The QIAsure Methylation Test is complementary to HPV screening tests and can be used after either a positive high risk HPV test or detection of abnormal cells in cytology through a Pap smear test.
It can be used on either clinician collected or self-collected samples.
The presently available triage options such as HPV genotyping or tissue-based assays come with limited clinical value. In several cases, these options lead to false positives or even miss the cervical disease.

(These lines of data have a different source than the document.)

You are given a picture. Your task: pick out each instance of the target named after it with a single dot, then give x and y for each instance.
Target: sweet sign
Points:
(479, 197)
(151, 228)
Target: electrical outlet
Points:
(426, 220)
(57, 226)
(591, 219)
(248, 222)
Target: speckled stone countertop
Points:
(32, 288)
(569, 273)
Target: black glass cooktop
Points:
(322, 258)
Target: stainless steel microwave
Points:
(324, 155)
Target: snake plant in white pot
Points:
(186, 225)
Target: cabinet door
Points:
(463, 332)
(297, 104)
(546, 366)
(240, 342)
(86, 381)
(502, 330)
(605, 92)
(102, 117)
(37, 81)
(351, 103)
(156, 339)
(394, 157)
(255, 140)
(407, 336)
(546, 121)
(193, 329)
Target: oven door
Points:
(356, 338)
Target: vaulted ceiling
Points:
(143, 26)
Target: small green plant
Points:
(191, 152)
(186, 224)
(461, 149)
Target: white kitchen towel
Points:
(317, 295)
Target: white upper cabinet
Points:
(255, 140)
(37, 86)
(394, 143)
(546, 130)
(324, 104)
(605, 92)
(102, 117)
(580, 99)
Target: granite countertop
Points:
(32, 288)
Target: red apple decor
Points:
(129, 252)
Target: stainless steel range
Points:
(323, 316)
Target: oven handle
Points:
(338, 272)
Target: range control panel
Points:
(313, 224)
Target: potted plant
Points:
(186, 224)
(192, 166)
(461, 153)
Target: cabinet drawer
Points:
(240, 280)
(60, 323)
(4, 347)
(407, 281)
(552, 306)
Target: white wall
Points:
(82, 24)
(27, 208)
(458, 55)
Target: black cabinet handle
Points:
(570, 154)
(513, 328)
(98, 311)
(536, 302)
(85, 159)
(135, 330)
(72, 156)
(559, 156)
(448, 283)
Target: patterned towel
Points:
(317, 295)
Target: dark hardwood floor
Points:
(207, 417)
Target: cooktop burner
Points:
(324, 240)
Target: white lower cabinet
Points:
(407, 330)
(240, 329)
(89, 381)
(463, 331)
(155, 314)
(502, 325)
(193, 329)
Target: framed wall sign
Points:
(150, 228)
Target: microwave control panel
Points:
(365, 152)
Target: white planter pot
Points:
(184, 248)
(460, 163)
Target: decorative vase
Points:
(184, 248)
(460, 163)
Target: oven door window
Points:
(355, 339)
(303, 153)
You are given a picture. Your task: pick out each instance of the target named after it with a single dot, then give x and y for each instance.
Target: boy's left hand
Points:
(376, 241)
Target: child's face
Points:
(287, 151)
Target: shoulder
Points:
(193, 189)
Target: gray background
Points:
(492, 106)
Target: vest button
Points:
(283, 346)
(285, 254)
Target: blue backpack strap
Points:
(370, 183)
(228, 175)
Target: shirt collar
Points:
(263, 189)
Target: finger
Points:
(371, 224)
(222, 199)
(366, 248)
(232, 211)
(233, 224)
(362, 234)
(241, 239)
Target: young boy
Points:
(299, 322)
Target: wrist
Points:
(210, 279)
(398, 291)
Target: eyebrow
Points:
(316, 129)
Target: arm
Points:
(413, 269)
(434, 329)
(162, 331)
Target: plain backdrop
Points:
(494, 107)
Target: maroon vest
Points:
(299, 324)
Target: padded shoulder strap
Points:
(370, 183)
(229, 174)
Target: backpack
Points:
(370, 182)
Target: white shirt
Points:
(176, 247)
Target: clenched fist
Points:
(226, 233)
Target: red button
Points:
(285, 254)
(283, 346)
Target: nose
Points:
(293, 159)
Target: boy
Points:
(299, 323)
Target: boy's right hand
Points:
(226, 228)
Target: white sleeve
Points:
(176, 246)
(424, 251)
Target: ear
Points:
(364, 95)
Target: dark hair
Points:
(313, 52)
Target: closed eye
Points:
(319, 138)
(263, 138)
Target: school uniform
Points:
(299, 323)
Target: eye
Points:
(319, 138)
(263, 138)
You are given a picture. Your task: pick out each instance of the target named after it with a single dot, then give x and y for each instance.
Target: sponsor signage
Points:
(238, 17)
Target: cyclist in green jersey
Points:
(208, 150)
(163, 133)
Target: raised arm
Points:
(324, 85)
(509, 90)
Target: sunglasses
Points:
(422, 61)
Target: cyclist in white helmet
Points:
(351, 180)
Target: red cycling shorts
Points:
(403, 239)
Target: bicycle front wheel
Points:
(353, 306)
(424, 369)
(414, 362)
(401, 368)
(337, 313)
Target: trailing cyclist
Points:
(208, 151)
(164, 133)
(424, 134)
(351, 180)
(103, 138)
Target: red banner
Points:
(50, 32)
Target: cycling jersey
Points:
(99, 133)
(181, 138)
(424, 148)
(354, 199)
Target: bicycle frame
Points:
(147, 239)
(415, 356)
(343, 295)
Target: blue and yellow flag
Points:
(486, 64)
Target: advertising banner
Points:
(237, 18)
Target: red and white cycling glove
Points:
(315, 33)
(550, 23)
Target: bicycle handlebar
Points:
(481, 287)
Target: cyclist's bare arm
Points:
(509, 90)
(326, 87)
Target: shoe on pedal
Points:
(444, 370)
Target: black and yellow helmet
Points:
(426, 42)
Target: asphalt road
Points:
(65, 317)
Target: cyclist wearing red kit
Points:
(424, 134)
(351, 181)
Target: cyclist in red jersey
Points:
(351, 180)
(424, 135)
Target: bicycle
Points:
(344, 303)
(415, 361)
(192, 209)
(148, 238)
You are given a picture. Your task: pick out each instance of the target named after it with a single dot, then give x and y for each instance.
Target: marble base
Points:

QIAsure testing can stratify cervical cancer risk by detecting and measuring DNA methylation of two particular genes in cervical cancer.
In studies, the DNA markers used in this assay have shown reliable insights into a patient’s individual risk. This helps in surveillance and treatment decisions.
Qiagen senior vice-president and head of molecular diagnostics business area Thierry Bernard said: “QIAsure is a highly attractive and complementary addition to our leading HPV franchise.
“It creates a compelling solution for primary screening that includes the leading HPV primary screening test and leading solution for automated sample processing and molecular analysis of cervical samples.”
Qiagen chief medical officer Dr Tadd Lazarus said: “The QIAsure Methylation Test is an important advance for women’s health. When a woman screens positive for HPV, or cytology shows abnormal cells, she is at risk of developing cervical cancer. The QIAsure test is the next logical step to assess this risk.
“This highly sensitive, specific molecular test identifies cancer specific epigenetic changes in cervical cells and enables the physician to assess whether the HPV infection is progressing toward cancer, a valuable insight that provides timely reassurance and guidance to treatment for each individual patient.”
Approximately 500,000 women are globally affected by cervical cancer every year.
It is the third-most-common malignancy in women after breast and colon cancer.
Cervical cancer is caused by human papillomavirus (HPV).